Albino s’endormit le premier. Quant à moi, l’œil fixé sur le vieillard assis près du feu dans sa posture favorite, les jambes croisées comme les Indiens, les coudes sur ses genoux et la tête dans ses mains, je le considérais avec attention. Ses longs cheveux tombaient en mèches éparses, ainsi que les mousses blanches qui flottent sur le sommet des cèdres centenaires. OEil-Double paraissait écouter comme des voix intelligibles les plaintes du vent dans les herbes sèches. J’éprouvais à l’aspect de ce vieillard, pour qui l’avenir semblait ne pas avoir de voile, une espèce de crainte superstitieuse. Au bout de quelque temps, OEil-Double releva la tête ; ses lèvres, vivement éclairées par le foyer, s’ouvraient silencieusement ; puis, à son tour, il me regarda. Je ne sais pourquoi je fermai les yeux.

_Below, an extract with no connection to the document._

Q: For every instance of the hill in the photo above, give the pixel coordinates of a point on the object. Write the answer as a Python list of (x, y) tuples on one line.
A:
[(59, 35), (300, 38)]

— Vous ne dormez pas ? dit-il.

— Je ne puis dormir, répondis-je.

— Eh bien ! puisque nous sommes seuls un instant, écoutez-moi. Aussi bien vous êtes le seul qui pourrez exécuter mes dernières volontés ; Albino ne le pourrait pas.

— Pourquoi donc cela ?

— Vous aurez soin de son fils comme s’il était le vôtre, n’est-ce pas ? Il ne reverra plus son père. Je vous ai dit que j’avais vu Albino couché dans la plaine sans savoir s’il dormait ou s’il était mort ; mais le sang qui rougissait l’herbe autour de lui me prouve qu’il dormait du sommeil éternel.

Je subissais alors complètement l’ascendant d’OEil-Double, et je jetai sur mon camarade endormi un regard non moins douloureux que si, comme disait le métis, il eût dormi du sommeil qu’on n’interrompt jamais. Le vieillard reprit :

— Quant à moi, quant au sort qui m’attend, je ne conserve pas de doute à cet égard : je ne verrai pas vivant la septième citerne de Bajan ; mais je veux la voir après ma mort. Voici donc ce que vous ferez : vous ramasserez ma tête, que vous n’aurez pas de peine à trouver dans la plaine de Bajan, et vous la porterez à la citerne, au-dessus de laquelle vous l’attacherez sur un arbre, le visage tourné vers la noria. N’y manquez pas, car une dernière volonté est sacrée. Quant à vous, si vous échappez à la mort dans la Sierra-Madre, vous vivrez long-temps encore ; mais vous courrez là un terrible danger.